The Hudson Institute sees a broader goal behind the anti-patent efforts:
Looming beyond patents and prices, however, is the larger agenda of the HLP and other advocacy groups. Their mission is to establish an alternative drug development system from the existing system that relies on government sovereignty in issuing patents and setting the standards and approval processes for drugs entering the public domain. In addition, the HLP and other advocates want to remodel the funding mechanism for drug development that would de-link research and development costs from drug patents and pricing. All innovation, proprietary information and processes, and clinical trials would be “global public goods” governed by the UN in one form or another.
So would a drug development system run by international governments be “more fair” than a patent driven system? Philipson observes:
Patents have the well-known problem that we reward something we like, innovation, with something we don’t like, market power and higher prices. However, it decentralizes the search for valuable innovations by rewarding those who generate them with profits. It differs from a centralized system of prizes set by politicians whose opinions are not aligned with what patients value. In the last few centuries, no one has come up with a better solution to provide market signals to innovators than the patent system. This group (UAEM) is no exception.

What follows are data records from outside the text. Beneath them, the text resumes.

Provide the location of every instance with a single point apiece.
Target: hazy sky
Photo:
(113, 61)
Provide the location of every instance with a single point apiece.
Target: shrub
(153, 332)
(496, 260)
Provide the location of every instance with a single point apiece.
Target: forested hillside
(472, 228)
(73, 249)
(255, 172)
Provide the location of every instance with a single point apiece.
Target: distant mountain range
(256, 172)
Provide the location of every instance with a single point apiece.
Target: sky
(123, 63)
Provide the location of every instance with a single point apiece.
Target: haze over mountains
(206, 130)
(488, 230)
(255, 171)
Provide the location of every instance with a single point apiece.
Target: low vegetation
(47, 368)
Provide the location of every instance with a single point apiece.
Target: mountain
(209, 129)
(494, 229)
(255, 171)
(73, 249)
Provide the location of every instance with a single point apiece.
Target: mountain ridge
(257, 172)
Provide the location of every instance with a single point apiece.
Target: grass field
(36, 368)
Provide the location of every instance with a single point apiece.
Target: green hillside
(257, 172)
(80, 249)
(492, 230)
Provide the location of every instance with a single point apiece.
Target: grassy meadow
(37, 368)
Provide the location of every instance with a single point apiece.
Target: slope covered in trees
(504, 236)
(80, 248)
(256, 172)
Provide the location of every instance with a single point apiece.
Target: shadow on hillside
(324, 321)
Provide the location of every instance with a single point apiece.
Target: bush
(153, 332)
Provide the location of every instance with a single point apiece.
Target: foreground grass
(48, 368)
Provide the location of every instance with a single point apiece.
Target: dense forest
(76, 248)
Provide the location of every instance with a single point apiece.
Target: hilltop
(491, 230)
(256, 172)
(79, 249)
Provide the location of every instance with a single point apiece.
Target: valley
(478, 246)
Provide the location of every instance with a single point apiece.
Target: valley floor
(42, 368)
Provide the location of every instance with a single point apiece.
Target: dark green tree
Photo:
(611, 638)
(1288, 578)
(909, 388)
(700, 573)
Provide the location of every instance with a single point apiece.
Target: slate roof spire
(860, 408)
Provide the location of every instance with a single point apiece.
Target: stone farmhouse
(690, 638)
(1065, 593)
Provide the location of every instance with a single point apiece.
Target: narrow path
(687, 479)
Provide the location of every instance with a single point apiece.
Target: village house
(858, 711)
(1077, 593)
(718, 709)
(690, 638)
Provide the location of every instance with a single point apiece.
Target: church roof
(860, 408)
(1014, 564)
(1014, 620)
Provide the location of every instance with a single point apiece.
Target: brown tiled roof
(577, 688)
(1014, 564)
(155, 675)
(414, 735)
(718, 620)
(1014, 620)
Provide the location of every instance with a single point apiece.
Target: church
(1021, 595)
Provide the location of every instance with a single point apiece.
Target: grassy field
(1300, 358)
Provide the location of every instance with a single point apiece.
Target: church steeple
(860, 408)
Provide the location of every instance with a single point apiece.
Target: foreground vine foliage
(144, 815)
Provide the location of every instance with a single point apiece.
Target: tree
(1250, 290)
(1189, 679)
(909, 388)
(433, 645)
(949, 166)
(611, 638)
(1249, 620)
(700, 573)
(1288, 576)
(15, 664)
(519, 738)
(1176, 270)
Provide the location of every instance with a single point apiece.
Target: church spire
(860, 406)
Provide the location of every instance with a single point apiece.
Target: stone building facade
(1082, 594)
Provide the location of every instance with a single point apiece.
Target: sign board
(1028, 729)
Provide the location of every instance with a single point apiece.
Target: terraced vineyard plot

An important, but often ignored, point in this debate is the breathtaking advancement of medicine under the patent system. This graphic from Global Oncology Trend Report A Review of 2015 and Outlook to 2020 shows the incredible growth of new cancer drugs in just a few years:
70 new cancer drugs were launched between 2011 – 2015
The reports notes:
- “The pipeline of oncology drugs in clinical development has expanded 63% over the past ten years…”
- Newer therapies with increased survival benefits allow for longer treatment– and for treatment of patients who were previously beyond help.
While it’s certainly fair to look for ways to make drugs more accessible, it’s a great disservice to blame the patent system for world health problems while ignoring its benefits.
As Tomas Philipson said:
The vague and potentially dangerous approach suggested by the (UAEM) letter’s authors, however, does not reflect an understanding of the complex issues at play. This is perhaps not surprising, given that UAEM is a university student-led group. The letter’s signatories are largely doctors, lawyers, and political scientists without any economic expertise, or economists without health care expertise. Should the oncology world take action based on a letter from economists and cardiologists about the proper methods for tumor staging? I think not. As I have said many times before, having doctors and lawyers guide economic policy is as valuable as economists conducting surgery.
As to UN Secretary General’s claim of a “policy incoherence” between IP rights and access to medicines, without the patent system there will be a lot fewer drugs to access here or abroad. That’s a thought he might ponder.